La démarche scientifique, inspirée de méthodologies archéologiques, appliquée au contexte insolite de la découverte, servira à élaborer un processus de création artistique, qui prendra place au sein de petits ateliers dont les résultats épouseront de multiples formes:
Topographie
Représenter l’espace et le paysage environnant en imaginant de nouveaux codes cartographiques (dessins grands formats, collages…)
Typologie
Définir plusieurs classements pour les objets : usages, propriétaires, matériaux… (photographies, dessins de schémas et silhouettes)
Penser un dispositif de classement et de monstration (design d’objet)
Reconstitution
Inventer les parties manquantes des objets découverts (dessin, sculpture)
Contextualisation
Mettre en perspective des documents relatifs au site exploré et aux objets (grands formats)
Analyses approfondies
Certains objets nécessiteront les compétences de spécialistes. Par petits groupes, les élèves s’improviseront graphologues (cartes postales), géologue (graviers multicolores), archéozoologue (yeux de poupée)…

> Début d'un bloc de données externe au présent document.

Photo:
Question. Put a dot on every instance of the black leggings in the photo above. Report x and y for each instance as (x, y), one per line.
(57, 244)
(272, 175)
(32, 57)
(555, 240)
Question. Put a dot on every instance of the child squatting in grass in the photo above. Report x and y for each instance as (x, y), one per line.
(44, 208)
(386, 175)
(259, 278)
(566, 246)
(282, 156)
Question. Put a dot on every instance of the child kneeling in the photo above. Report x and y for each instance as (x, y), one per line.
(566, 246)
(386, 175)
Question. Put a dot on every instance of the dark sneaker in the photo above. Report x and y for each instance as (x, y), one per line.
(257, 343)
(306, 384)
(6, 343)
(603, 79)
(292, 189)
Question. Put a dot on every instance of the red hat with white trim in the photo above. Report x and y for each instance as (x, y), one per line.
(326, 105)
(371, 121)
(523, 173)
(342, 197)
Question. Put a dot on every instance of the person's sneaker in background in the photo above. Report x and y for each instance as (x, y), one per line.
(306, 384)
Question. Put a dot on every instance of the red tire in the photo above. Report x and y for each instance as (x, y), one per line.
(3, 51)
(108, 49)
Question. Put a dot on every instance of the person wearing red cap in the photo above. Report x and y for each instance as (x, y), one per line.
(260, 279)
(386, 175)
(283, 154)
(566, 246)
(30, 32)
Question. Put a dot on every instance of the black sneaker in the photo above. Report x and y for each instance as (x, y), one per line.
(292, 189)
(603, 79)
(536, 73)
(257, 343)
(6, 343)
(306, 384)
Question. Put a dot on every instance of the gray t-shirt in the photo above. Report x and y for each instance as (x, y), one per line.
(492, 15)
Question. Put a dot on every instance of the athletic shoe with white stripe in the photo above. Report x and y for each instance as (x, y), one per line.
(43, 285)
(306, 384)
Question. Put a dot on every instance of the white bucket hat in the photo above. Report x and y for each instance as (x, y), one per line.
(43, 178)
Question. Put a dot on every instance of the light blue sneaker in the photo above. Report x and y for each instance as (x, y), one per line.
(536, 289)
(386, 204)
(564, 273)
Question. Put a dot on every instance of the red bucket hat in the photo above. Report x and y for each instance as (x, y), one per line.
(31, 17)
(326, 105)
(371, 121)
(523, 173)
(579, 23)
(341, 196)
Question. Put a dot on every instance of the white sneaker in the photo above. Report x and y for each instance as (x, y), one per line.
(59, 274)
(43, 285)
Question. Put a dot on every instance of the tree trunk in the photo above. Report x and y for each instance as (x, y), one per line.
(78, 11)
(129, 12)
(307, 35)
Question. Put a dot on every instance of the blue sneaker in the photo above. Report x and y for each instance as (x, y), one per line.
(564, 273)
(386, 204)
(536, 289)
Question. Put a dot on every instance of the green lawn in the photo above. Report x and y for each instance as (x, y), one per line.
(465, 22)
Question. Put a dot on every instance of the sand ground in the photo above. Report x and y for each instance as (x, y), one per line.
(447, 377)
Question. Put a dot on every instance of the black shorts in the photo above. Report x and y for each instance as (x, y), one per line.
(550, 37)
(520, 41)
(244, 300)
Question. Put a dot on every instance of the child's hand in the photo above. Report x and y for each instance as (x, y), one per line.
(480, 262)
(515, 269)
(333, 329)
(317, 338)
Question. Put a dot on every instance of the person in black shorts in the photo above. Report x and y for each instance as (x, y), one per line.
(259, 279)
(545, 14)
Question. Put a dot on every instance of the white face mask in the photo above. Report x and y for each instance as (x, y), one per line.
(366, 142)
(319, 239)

ÉCRIRE, RACONTER, RESTITUER
Après l’étude approfondie des éléments récoltés, vient ensuite l’étape de la narration imaginée par les enfants en réponse aux diverses expérimentations plastiques. Ils·Elles élaboreront différents scénarii tentant d’expliquer l’événement, ou la suite d’évènements, qui ont précédé la découverte. Le «pique-nique au bord du chemin» prendra forme petit à petit, par des anecdotes, des bribes de micro-récits ou par l’invention d’une histoire plus large. À la manière de Perec qui use des jeux d’écritures, de réécriture et de styles rédactionnels, les enfants s’amuseront avec les mots et leurs compositions.
RASSEMBLER, COMPOSER, EXPOSER
Les différentes productions seront agencées pour composer une grande nappe imprimée, qui donnera les clefs du mystérieux pique-nique. De la même manière que le pique-nique est un repas où chacun·e apporte sa contribution, la nappe compilera les multiples contributions des enfants.
Il s’agira ici de mettre en avant les enjeux de la pratique du designer graphique qui, par ses choix, agit sur la réception et la transmission des données. Les élèves devront être attentif·ve·s à la sélection et à la composition des contenus afin que l’ensemble rende compte au mieux de l’histoire qu’ils·elles auront imaginée.
La fin de la résidence pourra prendre la forme d’un nouveau pique-nique qui se tiendra autour de la nappe réalisée. Cet objet final, trace du travail collectif et des moments partagés, pourra rester à l’école après notre départ.